030号室 海洋恐怖症の網元の息子のリゾート体験記 その1

 リッツ王国のある漁村。ここに、ある若い男がいた。

 その男の名は『アラン』。網元(漁師のリーダー格、元締めのような存在)の息子だ。

 さて、アランは網元の息子としては致命的な欠点を持っていた。


「アラン、釣りに行かねぇか? 俺が船を出してやるから」


「……いい。それにぼくが海に出たくないの、父さんなら知ってるでしょ」


 アランは、海洋恐怖症だった。父からの誘いを即刻断ってしまうほど、海への恐怖は筋金入りだった。

 実は、アランは元々海を怖がるような人物では無かった。少なくとも幼い頃は海で泳げるくらいには、恐怖を感じていなかった。


 そんな人物がなぜ海を怖がってしまったかというと、ある人物が影響している。

 その人物はアランにとって兄貴分と言えた人物で、アランも実の兄のように慕っていた。

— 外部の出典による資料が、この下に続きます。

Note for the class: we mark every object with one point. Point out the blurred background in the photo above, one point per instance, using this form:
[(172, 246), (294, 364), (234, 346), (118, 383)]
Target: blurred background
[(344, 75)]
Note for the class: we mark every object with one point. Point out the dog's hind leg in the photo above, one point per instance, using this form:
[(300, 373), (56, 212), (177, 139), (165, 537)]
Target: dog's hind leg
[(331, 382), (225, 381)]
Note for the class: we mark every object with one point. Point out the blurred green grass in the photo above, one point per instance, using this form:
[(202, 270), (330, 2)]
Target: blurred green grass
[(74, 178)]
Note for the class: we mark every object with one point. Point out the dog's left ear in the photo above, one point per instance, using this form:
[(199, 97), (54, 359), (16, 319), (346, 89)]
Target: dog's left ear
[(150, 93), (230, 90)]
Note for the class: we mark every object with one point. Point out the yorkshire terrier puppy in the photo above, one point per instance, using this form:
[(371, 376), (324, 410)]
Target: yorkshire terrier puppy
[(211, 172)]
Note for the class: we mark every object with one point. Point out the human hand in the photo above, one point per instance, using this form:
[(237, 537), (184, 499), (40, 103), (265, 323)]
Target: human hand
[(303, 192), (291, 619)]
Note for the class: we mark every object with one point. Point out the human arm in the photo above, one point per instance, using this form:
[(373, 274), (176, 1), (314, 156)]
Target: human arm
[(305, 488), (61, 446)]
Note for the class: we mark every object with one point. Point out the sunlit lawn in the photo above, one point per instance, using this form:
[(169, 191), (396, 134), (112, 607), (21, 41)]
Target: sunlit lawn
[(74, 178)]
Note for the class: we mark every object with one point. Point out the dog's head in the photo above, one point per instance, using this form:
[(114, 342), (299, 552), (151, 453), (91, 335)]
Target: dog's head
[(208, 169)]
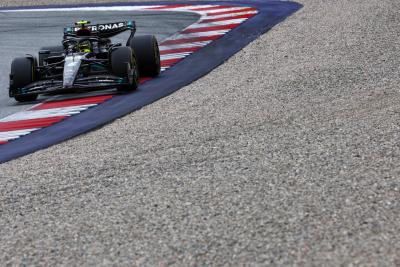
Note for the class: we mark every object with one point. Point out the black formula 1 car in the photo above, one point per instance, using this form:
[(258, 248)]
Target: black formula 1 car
[(86, 60)]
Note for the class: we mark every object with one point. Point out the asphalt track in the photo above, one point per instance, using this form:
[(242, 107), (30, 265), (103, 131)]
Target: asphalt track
[(286, 155), (24, 33)]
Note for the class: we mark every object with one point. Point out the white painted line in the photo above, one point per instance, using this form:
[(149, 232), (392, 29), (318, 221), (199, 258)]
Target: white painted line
[(227, 16), (177, 46), (6, 136), (46, 113), (216, 23), (69, 9)]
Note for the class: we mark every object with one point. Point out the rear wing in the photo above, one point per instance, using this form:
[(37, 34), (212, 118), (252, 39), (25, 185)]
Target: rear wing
[(103, 30)]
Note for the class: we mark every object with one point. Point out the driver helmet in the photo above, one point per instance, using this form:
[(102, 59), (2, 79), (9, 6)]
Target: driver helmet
[(85, 46)]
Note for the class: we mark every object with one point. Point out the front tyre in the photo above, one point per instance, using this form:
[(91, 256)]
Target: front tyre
[(23, 73), (147, 54), (123, 64)]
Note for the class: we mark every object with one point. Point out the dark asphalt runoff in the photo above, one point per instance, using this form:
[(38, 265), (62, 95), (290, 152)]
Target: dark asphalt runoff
[(25, 32)]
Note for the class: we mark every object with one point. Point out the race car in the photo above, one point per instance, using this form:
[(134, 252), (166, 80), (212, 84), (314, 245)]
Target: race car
[(86, 60)]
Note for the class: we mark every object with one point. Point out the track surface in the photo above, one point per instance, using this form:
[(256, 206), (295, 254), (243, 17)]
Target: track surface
[(24, 33), (286, 155)]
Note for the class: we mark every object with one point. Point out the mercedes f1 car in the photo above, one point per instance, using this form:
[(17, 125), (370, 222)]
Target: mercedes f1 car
[(86, 60)]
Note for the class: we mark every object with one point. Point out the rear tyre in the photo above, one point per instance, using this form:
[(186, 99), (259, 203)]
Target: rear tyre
[(147, 54), (123, 64), (54, 51), (23, 72)]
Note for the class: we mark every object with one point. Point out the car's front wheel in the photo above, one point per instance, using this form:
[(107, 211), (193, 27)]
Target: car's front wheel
[(23, 73)]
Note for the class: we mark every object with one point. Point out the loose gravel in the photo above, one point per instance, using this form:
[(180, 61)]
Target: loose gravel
[(288, 154)]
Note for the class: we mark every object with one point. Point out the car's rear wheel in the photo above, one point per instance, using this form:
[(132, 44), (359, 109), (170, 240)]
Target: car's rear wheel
[(49, 51), (123, 64), (23, 72), (147, 54)]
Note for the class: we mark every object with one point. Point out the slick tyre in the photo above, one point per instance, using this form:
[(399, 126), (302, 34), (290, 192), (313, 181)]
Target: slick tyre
[(123, 64), (147, 55), (54, 51), (23, 72)]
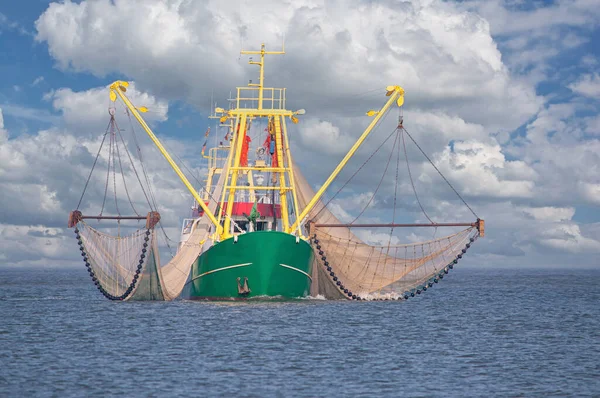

 この兄貴分は、将来を嘱望されるほど優秀な漁師だった。海への価値観も熟練の漁師と同じものを持っていたようで、『海は怖い。だが適切に付き合えば、恵みを与えてくれる』と常々アランに語っていたほどだ。


 だがそんな優秀な人物も、不運な海難事故で亡くなってしまった。

 この事故がアランに与えた影響は大きく、『海は怖い』という兄貴分の言葉のみがアランの中で大きくなった結果、アランは海洋恐怖症を発症してしまったのだ。


 これは網元の息子としてあまり宜しくない。網元の仕事は漁だけで無く領主や代官との交渉、商人との商談、漁師同士の諍いの仲裁など多岐にわたり、別に漁が上手くなくても良い。むしろ管理能力の方が重要視されるくらいだ。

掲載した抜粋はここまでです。